On precise/oneiric it seems not to be as big of an issue.

Changed in linux (Ubuntu):
status: Triaged → Fix Released
Revision history for this message
Artur Krysiak (ventharin) wrote :

Bryce, it seems that the trouble still exists.

I use Ubuntu 14.04 x64 version. PowerTop indicates that while I wave with the cursor using a trackpoint, the wakeups caused by PS/2 Touchpad / Keyboard / Mouse is about 30% of all wakeups.

The kernel settings for psmuose: options psmouse rate=50 decreased wakeups percentage share to mentioned above 30%. For rate=100 the wakeups share was more than 40%.

I really don't know why there are so many wakeups generated by the mouse driver. The good news is: when you don't use mouse then the wakeups share is lower than 1%.

Revision history for this message
Tomas Pospisek (tpo-deb) wrote :

Artur Krysiak (ventharin) wrote 17 hours ago: #34

> Bryce, it seems that the trouble still exists.

Since I have switched to Debian wheezy, I do not have this problem any more. Currently running kernel 3.13-0.bpo.1-amd64 on the same hardware as allready reported here. Neither have I seen the problem on 3.2.0-4-amd64.

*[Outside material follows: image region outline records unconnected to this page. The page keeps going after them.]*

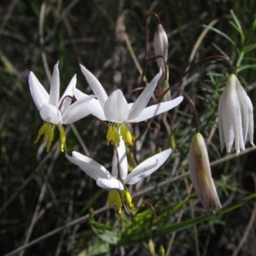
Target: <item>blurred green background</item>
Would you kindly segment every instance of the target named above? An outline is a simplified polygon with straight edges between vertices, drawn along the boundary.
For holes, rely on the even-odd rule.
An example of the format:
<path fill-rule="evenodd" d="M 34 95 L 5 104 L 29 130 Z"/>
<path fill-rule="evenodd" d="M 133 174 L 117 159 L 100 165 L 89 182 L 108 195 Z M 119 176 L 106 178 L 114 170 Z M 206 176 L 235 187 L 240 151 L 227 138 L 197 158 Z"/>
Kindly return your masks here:
<path fill-rule="evenodd" d="M 244 56 L 239 54 L 236 48 L 242 49 L 244 45 L 239 33 L 229 23 L 232 20 L 230 10 L 243 28 L 246 36 L 244 44 L 255 44 L 253 28 L 256 24 L 254 22 L 254 27 L 253 24 L 256 2 L 253 1 L 1 1 L 1 255 L 22 246 L 26 237 L 32 241 L 83 216 L 91 207 L 94 209 L 104 207 L 108 196 L 106 191 L 98 188 L 94 181 L 59 152 L 56 139 L 49 154 L 39 144 L 33 143 L 42 121 L 30 95 L 29 72 L 32 70 L 49 91 L 53 67 L 59 60 L 61 95 L 74 74 L 77 75 L 77 87 L 91 93 L 80 70 L 79 64 L 81 63 L 98 77 L 108 93 L 116 88 L 126 93 L 140 85 L 140 74 L 124 35 L 128 35 L 135 56 L 142 66 L 146 15 L 154 12 L 160 17 L 168 35 L 170 83 L 182 75 L 189 65 L 203 58 L 223 53 L 233 63 L 235 72 L 239 71 L 240 80 L 253 104 L 256 72 L 251 67 L 256 64 L 255 51 L 252 47 Z M 195 48 L 189 63 L 192 50 L 205 29 L 203 25 L 213 20 L 214 28 L 231 38 L 236 45 L 221 35 L 209 31 Z M 148 45 L 151 50 L 156 24 L 154 19 L 150 19 Z M 243 71 L 239 70 L 241 67 L 244 67 Z M 146 72 L 148 81 L 157 71 L 156 62 L 149 63 Z M 208 139 L 211 161 L 225 156 L 220 152 L 218 132 L 215 128 L 218 101 L 227 74 L 223 62 L 208 62 L 197 67 L 179 84 L 196 102 L 200 131 Z M 175 96 L 177 92 L 173 92 L 173 95 Z M 187 155 L 195 131 L 193 116 L 185 101 L 173 115 L 175 153 L 171 162 L 154 173 L 140 189 L 188 172 Z M 160 119 L 158 121 L 161 124 Z M 88 152 L 90 157 L 110 170 L 113 152 L 106 145 L 105 127 L 88 116 L 75 123 L 74 127 L 66 126 L 65 129 L 68 132 L 68 154 L 73 150 L 83 154 Z M 162 146 L 164 147 L 168 135 L 163 125 L 161 129 Z M 76 135 L 76 130 L 84 144 Z M 147 148 L 140 153 L 141 157 L 154 153 L 156 137 L 152 132 L 152 140 L 145 143 Z M 219 186 L 223 207 L 234 204 L 254 192 L 252 177 L 255 175 L 255 152 L 252 152 L 212 167 L 212 176 Z M 179 179 L 146 193 L 144 199 L 150 199 L 153 205 L 161 199 L 163 205 L 166 206 L 175 205 L 186 196 L 184 180 Z M 193 199 L 193 202 L 195 216 L 204 214 L 198 200 Z M 200 255 L 230 255 L 236 253 L 250 220 L 255 215 L 254 204 L 253 200 L 250 201 L 238 209 L 198 224 Z M 191 218 L 189 204 L 182 211 L 182 220 Z M 166 223 L 177 222 L 179 216 L 179 212 L 170 216 Z M 110 226 L 122 227 L 120 217 L 113 210 L 104 211 L 95 218 Z M 233 255 L 255 255 L 255 223 L 251 223 L 250 227 L 241 249 Z M 196 255 L 194 231 L 191 227 L 177 233 L 172 245 L 172 255 Z M 166 248 L 172 236 L 170 233 L 161 239 L 156 238 L 156 248 L 163 244 Z M 26 255 L 76 255 L 83 252 L 87 253 L 81 254 L 84 255 L 142 256 L 149 255 L 147 241 L 122 246 L 106 244 L 85 222 L 66 228 L 24 252 Z M 101 244 L 105 246 L 105 250 L 101 254 L 90 254 L 90 248 L 93 244 Z"/>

Revision history for this message
Artur Krysiak (ventharin) wrote :

>> Since I have switched to Debian wheezy, I do not have this problem any more

Perhaps, it could be related to the plasma stuff? I use Kubuntu 14.04. I suspect, that moving mouse causes to spread a lot "on mouse over events" - perhaps they caused the trouble?

Revision history for this message
Tomas Pospisek (tpo-deb) wrote :

> Perhaps, it could be related to the plasma stuff?

I don't think so. I been using xfce4 for the last couple of years.
*t

Revision history for this message
Daniel Power (grundoko) wrote :

I'm having this issue on Linux Mint 17.2
Touchpad uses 350 wakeups per second when being used.

Revision history for this message
Cristian Măgherușan-Stanciu (cristi) wrote :

Still happening with ubuntu 15.10 wily and its linux kernel 4.2

Revision history for this message
Kristofer (kbitner) wrote :

I have the same problem with Ubuntu 16.04 on a Thinkpad X260. I have disabled the touchpad and only use the trackpoint but the PS/2 interrupt is still by far the most frequent, in the hundreds of ms.